Stephen Duncalf : The ‘X” mas Files (ed. Simon Cutts)
Cards, Folding Cards and Notes from Stephen Duncalf 1994-1999
Hardback, 39 pages
Published by Coracle Press, Ballybeg, Grange, Clonmel, Tipperary, Ireland
2 in stock
Stephen Duncalf: The Xmas Files is a random cross-section of extracts from postcards, folding cards and notes. He sent these to Simon Cutts between 1994-1995. The title is a deliberate pun, as Simon Cutts writes – a reference to ‘the eponymous movie in dubious taste’. But also, he sent many as Christmas greetings and as such they typify a certain kind of artists’ seasonal communications. They are from other times of year too, sent by post, often on odd bits of scrap materials.
Simon Cutts observes ‘these jottings reveal the searching sensibility of their author, battle-hardened to the point of entrenchment, sheltering in a world of his own making’
About Coracle Press
Coracle Press is a small and completely individual publishing press which has been operating for over 35 years. Writer and artist Erica Van Horn and poet, artist and editor Simon Cutts, direct it now from a small farm between the hills of South Tipperary, Ireland. They have been there since 1996. However, they began in London in the nineteen seventies, as publisher, gallery, and a space for books. Their last London book shop project project was ‘workfortheeyetodo’ in the mid-nineteen nineties. They also had a Norfolk connection, between 1989-2012, printing many of their works from a printer, Crome and Akers, based in King’s Lynn.

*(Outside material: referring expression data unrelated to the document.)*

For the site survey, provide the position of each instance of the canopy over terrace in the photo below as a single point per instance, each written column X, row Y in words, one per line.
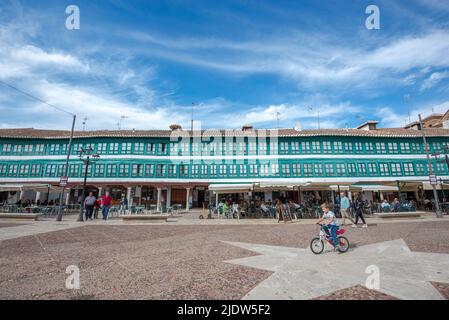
column 21, row 187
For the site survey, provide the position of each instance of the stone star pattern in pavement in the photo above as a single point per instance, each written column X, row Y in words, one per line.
column 299, row 274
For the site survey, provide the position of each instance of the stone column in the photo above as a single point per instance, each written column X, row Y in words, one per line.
column 168, row 197
column 187, row 198
column 158, row 201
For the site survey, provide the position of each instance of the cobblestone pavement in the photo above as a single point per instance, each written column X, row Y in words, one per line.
column 119, row 261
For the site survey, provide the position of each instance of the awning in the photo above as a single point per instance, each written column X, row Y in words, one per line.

From their remote spot in Ireland, they continue as printer-publisher, editor of spaces. They describe their practice as ’employing many of the devices and formats of hypothetical publishing inherent in the small press’. Their books have both critical and playful dimensions. But they are also steeped in poetry – they call it a residue of poetry – concerned with the mechanisms of the book as a manifestation of the poem itself. They are also mindful of their many collaborations with other artists and writers, which evade any clear category.
Being open to new ideas and approaches marks all their projects. Limiting their scope or over-categorising their content or defining their range does not interest them. The books themselves are not so concerned with craft tradition, limited-ness of edition, hand-made paper or elaboration of binding. While each one has its unique character and appearance, what they want to achieve is the plain and simple case-bound book, the sewn paperback. They are working constantly at extending the category of ephemera. Making quirky visions, askance views, eccentric perceptions widely available is what they are all about.